It has become customary to distinguish between two principal stages in the external history of the English language in Ireland: medieval and modern (see, e.g. Hogan 1927/1970; Bliss 1977a, 1979; Kallen 1994). This distinction is a convenient starting-point for our discussion, too, although it does not do full justice to the importance of the nineteenth century as a period which marked a drastic change in the dominance relationships between Irish and English (see the discussion in sections 2.2 and 3.3.3).

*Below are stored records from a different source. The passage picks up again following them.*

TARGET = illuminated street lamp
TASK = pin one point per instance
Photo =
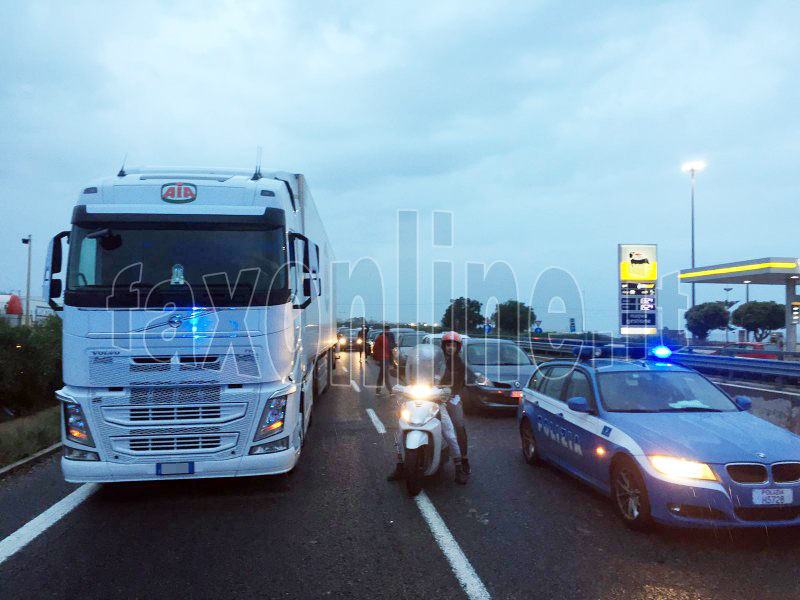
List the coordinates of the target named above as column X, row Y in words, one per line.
column 692, row 167
column 727, row 291
column 27, row 320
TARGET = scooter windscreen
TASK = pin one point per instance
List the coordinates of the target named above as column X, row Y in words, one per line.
column 424, row 362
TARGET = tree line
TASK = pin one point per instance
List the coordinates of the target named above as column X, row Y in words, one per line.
column 510, row 317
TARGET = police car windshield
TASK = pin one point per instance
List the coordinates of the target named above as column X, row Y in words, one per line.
column 494, row 353
column 409, row 340
column 637, row 391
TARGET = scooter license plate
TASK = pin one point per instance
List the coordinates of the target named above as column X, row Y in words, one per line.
column 174, row 468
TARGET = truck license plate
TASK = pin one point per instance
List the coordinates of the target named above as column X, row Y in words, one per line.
column 174, row 468
column 772, row 496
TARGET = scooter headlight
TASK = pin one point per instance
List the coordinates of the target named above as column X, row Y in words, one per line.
column 411, row 413
column 479, row 378
column 421, row 392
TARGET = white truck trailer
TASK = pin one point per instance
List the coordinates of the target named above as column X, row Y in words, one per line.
column 199, row 327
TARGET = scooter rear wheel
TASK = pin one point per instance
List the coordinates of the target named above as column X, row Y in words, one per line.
column 415, row 470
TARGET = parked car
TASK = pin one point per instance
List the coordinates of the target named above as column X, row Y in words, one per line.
column 349, row 339
column 663, row 442
column 496, row 372
column 750, row 350
column 405, row 343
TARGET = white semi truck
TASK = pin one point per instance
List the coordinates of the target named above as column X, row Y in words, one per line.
column 199, row 327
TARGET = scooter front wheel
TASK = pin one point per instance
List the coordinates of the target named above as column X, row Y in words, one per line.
column 415, row 470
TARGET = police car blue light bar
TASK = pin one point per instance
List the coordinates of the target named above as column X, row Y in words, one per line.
column 661, row 352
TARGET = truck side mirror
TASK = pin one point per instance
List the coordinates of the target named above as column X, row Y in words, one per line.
column 51, row 287
column 305, row 271
column 743, row 402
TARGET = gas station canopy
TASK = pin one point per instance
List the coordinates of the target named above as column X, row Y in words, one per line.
column 771, row 271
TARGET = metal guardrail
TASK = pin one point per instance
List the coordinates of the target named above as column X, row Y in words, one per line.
column 781, row 371
column 761, row 368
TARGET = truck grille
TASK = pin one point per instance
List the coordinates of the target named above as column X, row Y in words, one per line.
column 142, row 423
column 175, row 395
column 241, row 366
column 747, row 473
column 174, row 443
column 175, row 413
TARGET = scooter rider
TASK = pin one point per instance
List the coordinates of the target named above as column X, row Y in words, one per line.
column 448, row 433
column 455, row 376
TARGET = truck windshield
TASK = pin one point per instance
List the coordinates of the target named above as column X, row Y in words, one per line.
column 149, row 265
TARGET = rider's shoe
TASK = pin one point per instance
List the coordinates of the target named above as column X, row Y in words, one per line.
column 461, row 476
column 398, row 473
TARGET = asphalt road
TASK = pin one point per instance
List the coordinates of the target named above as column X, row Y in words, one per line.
column 336, row 529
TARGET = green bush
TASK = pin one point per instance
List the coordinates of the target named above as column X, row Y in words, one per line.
column 30, row 365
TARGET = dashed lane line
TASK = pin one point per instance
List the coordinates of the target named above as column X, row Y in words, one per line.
column 376, row 421
column 470, row 582
column 34, row 528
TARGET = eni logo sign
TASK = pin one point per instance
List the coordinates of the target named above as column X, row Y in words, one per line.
column 178, row 193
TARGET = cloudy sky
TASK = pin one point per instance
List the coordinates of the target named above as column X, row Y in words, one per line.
column 552, row 131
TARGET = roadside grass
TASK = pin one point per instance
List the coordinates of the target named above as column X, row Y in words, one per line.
column 27, row 435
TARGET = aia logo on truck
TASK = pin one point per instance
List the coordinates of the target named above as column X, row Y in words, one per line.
column 178, row 193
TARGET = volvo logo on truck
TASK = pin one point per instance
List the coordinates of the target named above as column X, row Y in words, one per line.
column 178, row 193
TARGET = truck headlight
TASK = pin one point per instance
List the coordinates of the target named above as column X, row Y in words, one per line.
column 272, row 418
column 479, row 378
column 682, row 468
column 407, row 414
column 75, row 426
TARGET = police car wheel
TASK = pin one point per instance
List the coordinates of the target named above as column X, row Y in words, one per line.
column 630, row 495
column 530, row 451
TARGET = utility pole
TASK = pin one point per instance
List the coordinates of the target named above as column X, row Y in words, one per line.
column 27, row 319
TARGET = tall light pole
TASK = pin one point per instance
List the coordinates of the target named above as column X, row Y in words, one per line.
column 692, row 167
column 27, row 319
column 727, row 329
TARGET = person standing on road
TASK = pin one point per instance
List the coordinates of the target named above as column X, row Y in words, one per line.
column 454, row 377
column 363, row 337
column 383, row 354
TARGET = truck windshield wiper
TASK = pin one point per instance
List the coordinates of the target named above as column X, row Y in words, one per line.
column 690, row 409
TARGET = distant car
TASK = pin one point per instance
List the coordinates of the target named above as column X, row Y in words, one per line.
column 750, row 350
column 349, row 339
column 405, row 343
column 436, row 338
column 496, row 372
column 371, row 337
column 663, row 442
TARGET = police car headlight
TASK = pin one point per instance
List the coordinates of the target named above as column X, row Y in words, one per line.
column 682, row 468
column 407, row 414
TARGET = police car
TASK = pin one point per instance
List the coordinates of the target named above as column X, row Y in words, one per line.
column 663, row 442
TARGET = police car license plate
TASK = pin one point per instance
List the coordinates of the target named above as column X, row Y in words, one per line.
column 174, row 468
column 772, row 496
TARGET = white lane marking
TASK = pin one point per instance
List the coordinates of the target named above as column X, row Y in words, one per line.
column 34, row 528
column 466, row 575
column 31, row 458
column 376, row 421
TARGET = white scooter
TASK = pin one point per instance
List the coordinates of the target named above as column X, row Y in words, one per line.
column 421, row 441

The introduction of English into Ireland started with the Norman invasion in 1169. As Bliss (1979: 11) points out, this led to the establishment of English and Norman French as vernacular languages spoken in Ireland alongside Irish. Despite the fact that within the next hundred years or so the Normans managed to take over nearly all of the province of Leinster and parts of Munster and Ulster, Norman French began to decline rapidly, and the Norman population soon became gaelicised in their language and customs (Bliss 1979: 12). English, which was the language of the tenants of the Norman lords, was at first more fortunate than Norman French, gaining some ground during the thirteenth century, but gradually the pressure of Irish pushed it into a steady decline in the following centuries. According to Hogan’s vivid description of the developments in the fourteenth and fifteenth centuries
Irish came down again into the plains and up to the walls of the towns. With the exception of those who carried on the Dublin government, or lived in or near the Pale, the great Norman families, never having been English, now became thoroughly Irish. The English yeomen and small freeholders steadily forsook the land, going to England or the Pale.
(Hogan 1927/1970: 23)
That the English language was indeed under growing pressure in the fourteenth and fifteenth centuries is also shown by the various attempts made by the English rulers to halt the process of gaelicisation. Among these, the Statutes of Kilkenny became particularly well known: originally written in Norman French and passed by a Parliament held in Kilkenny in 1366, these statutes sought to turn the tide by imposing heavy penalties on those who were found using Irish. They, as well as other similar measures, turned out to be of no effect, and Irish continued to encroach upon the position of English not only in rural areas but also in towns, including even Dublin (Bliss 1979: 13).